After that, Brandon started noticing other stuff about Ayesha. Not just her complicated hair, which went through a metamorphosis every two weeks or so, but the way she laughed with her whole entire face and body, the way she stared at him with frank brown eyes and never seemed shy or intimidated when he caught her at it. And the way she commanded the attention and fealty of most of the other girls in their grade and some of the boys as well. She was bossy, but not in an obnoxious, annoying way. She was bossy in a way that made Brandon want her to take notice of him, even if just to include him among the people she bossed around.
He realized that she was super-smart, even though in class she often seemed bored or inattentive. When called on while distracted, Ayesha almost always answered the question correctly even after not paying attention. Soon, whenever he looked at her, Brandon felt his stomach flip with admiration and something else, different and even deeper than admiration. When she looked at him—which he thought might be more often than it used to be—he worried that he might go red in the face.
Ayesha even charmed all the teachers who seemed to know on some level they were being played, but couldn’t seem to help being charmed nevertheless. Most of all, Brandon liked her confidence, and fearlessness. Once after school, her father came to get her, and Brandon saw right away where Ayesha got all her self-assurance. Her father was tall, like a basketball player, and dark in complexion. He walked with long strides, like he owned the very earth beneath his feet. One arm draped easily around Ayesha’s shoulders, he sheltered her with his imposing physicality and chatted with her as he walked her to a big, white SUV at the curb. Ayesha smiled at him when he opened the passenger side door to let her in before going around to get in himself. When she looked at her father her eyes were bright with unrestrained adoration.
After that, it became Brandon’s mission to get Ayesha to smile at him the same way.
He eventually did get one of those smiles. It would be later, much later, much, much later when he and Ayesha were juniors. By then, Brandon had become one of the coolest guys in school himself, along with Thomas and TreShawn who were still squad. He asked Ayesha to a school dance and it was there, finally, that he plucked up the courage to kiss her.
When he pulled away from the kiss, she smiled at him.
“What took you so long?” she asked.
And after that, it was a wrap. Ayesha Miles was the blueprint.

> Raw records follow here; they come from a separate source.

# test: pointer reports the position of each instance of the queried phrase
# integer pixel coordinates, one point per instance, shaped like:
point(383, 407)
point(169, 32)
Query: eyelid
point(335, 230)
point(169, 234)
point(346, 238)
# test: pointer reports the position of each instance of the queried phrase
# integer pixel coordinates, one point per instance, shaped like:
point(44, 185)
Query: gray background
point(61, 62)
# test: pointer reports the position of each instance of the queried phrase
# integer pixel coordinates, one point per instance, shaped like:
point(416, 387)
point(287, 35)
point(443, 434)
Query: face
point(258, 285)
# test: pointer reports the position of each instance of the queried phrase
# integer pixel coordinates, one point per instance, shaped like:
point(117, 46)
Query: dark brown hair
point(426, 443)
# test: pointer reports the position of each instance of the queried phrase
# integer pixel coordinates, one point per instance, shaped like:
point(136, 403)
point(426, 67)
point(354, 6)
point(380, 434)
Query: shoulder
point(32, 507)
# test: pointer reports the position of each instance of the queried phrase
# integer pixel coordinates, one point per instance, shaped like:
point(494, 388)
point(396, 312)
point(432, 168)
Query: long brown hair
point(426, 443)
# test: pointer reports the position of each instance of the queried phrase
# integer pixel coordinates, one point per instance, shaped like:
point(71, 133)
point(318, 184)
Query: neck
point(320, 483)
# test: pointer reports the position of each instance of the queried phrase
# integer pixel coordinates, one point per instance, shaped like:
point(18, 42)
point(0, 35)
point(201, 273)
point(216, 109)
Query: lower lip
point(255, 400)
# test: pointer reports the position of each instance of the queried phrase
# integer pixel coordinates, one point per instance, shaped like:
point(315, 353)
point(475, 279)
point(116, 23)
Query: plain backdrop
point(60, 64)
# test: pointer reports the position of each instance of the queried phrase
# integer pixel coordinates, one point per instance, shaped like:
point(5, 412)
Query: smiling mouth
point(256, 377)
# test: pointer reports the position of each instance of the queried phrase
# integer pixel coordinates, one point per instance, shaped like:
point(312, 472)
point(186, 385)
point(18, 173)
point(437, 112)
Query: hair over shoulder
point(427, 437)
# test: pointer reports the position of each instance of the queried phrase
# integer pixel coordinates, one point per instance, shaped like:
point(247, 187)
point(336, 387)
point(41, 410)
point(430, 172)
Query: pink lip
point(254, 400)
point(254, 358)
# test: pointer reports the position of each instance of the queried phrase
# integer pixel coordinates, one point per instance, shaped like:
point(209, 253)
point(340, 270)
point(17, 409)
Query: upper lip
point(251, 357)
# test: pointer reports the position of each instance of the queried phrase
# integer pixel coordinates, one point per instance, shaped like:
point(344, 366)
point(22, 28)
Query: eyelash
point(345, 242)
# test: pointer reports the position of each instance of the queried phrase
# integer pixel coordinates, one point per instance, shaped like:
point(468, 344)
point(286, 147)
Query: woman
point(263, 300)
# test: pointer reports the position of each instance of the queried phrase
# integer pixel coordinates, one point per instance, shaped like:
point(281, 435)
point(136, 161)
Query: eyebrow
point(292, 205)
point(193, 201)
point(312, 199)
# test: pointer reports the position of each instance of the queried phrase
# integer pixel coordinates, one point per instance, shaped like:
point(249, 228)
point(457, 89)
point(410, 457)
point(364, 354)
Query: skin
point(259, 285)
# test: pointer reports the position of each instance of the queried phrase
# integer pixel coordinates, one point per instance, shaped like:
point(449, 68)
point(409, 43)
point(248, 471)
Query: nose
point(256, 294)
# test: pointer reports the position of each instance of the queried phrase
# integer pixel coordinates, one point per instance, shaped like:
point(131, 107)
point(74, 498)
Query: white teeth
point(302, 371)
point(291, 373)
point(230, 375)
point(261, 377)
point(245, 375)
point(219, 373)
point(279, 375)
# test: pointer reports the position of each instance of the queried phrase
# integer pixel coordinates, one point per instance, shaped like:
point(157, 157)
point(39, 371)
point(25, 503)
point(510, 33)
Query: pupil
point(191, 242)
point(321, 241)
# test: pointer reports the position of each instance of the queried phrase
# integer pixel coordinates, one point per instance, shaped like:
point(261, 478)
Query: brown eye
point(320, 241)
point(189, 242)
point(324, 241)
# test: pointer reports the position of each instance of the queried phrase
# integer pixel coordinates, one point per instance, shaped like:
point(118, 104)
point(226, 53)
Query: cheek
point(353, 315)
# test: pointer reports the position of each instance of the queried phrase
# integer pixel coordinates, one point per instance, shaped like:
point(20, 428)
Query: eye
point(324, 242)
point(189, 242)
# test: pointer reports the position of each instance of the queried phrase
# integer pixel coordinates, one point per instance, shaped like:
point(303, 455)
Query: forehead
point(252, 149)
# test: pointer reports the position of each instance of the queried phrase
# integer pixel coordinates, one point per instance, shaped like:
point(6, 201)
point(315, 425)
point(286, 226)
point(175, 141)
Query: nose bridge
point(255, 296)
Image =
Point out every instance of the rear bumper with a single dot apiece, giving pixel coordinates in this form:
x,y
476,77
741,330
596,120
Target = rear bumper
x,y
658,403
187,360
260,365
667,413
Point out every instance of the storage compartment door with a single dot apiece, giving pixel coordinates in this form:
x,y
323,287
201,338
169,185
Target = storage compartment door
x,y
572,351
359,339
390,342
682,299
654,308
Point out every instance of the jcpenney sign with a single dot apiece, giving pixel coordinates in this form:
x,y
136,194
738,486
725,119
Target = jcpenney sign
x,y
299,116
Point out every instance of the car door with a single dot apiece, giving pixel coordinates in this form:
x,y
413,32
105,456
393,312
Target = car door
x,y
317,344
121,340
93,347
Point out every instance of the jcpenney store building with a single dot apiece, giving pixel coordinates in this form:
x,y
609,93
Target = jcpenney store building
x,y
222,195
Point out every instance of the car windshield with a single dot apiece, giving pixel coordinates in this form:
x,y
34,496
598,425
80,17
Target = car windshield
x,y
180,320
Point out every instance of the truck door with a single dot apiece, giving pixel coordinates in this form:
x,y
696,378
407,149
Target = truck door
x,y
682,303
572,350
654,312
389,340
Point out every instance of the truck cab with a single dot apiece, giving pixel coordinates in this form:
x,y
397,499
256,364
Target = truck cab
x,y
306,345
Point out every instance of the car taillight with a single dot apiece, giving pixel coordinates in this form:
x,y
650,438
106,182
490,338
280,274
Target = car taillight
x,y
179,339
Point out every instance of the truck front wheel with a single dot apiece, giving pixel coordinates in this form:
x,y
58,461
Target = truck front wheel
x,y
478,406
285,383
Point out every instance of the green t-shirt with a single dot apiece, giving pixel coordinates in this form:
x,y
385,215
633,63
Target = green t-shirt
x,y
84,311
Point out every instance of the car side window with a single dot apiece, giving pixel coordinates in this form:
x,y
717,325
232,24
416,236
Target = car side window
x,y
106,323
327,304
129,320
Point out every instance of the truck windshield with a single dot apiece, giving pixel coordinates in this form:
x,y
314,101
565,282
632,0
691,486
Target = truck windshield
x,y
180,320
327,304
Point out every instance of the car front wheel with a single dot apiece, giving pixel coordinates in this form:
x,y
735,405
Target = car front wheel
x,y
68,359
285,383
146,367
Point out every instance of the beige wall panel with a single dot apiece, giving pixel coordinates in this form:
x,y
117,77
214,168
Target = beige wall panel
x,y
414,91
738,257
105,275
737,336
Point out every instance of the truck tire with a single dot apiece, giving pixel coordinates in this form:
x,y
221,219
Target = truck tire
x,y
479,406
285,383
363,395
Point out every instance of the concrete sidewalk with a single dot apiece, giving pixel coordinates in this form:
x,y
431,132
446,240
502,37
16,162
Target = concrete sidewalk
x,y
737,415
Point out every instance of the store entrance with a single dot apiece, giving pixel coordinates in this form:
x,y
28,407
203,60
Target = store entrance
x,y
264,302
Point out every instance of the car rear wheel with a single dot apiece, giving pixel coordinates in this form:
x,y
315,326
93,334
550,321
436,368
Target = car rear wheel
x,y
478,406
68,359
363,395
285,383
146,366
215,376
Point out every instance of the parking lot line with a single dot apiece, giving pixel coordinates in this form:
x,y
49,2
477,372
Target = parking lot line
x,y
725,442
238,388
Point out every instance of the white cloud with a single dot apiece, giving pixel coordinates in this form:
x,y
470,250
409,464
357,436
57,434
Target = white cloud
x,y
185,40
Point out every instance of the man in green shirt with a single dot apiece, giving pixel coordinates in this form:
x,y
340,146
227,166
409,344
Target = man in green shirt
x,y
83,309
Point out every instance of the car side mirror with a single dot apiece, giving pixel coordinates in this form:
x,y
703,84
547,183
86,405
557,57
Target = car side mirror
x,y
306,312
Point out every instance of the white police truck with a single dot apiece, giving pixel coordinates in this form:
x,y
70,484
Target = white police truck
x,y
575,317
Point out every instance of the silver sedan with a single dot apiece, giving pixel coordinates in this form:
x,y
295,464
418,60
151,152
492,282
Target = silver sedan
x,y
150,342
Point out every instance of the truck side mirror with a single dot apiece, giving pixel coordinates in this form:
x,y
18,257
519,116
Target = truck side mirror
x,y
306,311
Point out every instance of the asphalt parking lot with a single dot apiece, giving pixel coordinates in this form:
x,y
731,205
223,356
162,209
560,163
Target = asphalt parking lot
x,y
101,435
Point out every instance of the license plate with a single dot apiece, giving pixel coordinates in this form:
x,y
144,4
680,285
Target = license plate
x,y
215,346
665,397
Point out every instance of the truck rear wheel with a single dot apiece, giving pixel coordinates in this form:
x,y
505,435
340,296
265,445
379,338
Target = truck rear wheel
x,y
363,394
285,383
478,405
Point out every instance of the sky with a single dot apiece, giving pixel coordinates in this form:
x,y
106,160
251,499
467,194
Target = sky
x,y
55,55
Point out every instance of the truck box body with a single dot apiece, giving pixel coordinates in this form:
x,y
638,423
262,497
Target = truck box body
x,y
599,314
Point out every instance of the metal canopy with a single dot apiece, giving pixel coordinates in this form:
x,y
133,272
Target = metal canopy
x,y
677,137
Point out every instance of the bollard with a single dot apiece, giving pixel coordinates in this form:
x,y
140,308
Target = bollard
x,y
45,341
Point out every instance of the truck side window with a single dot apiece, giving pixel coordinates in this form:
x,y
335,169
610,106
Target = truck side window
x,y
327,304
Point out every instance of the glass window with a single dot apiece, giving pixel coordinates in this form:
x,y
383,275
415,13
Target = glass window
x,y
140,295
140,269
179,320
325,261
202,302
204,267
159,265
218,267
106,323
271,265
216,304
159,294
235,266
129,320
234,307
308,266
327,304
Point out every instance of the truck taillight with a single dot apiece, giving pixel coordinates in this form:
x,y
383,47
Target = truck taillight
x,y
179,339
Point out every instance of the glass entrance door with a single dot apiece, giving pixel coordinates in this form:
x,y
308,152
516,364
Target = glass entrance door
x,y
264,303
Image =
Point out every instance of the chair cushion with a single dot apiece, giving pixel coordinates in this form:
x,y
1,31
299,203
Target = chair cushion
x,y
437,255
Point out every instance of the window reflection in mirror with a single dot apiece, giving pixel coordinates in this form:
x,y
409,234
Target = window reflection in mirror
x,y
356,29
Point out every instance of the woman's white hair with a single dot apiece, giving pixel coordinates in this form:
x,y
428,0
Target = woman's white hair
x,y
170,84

They broke up right before graduation. It was Ayesha’s idea, and Brandon was crushed. But even in college and the ensuing years, he found himself chasing that funny feeling he got the first time Ayesha caused his stomach to flip. He eventually married a girl kind of like her—nutmeg brown skin, smart, charming, and even a little bit bossy. A girl who could slay him with a smile and who wore her complicated hair like a crown.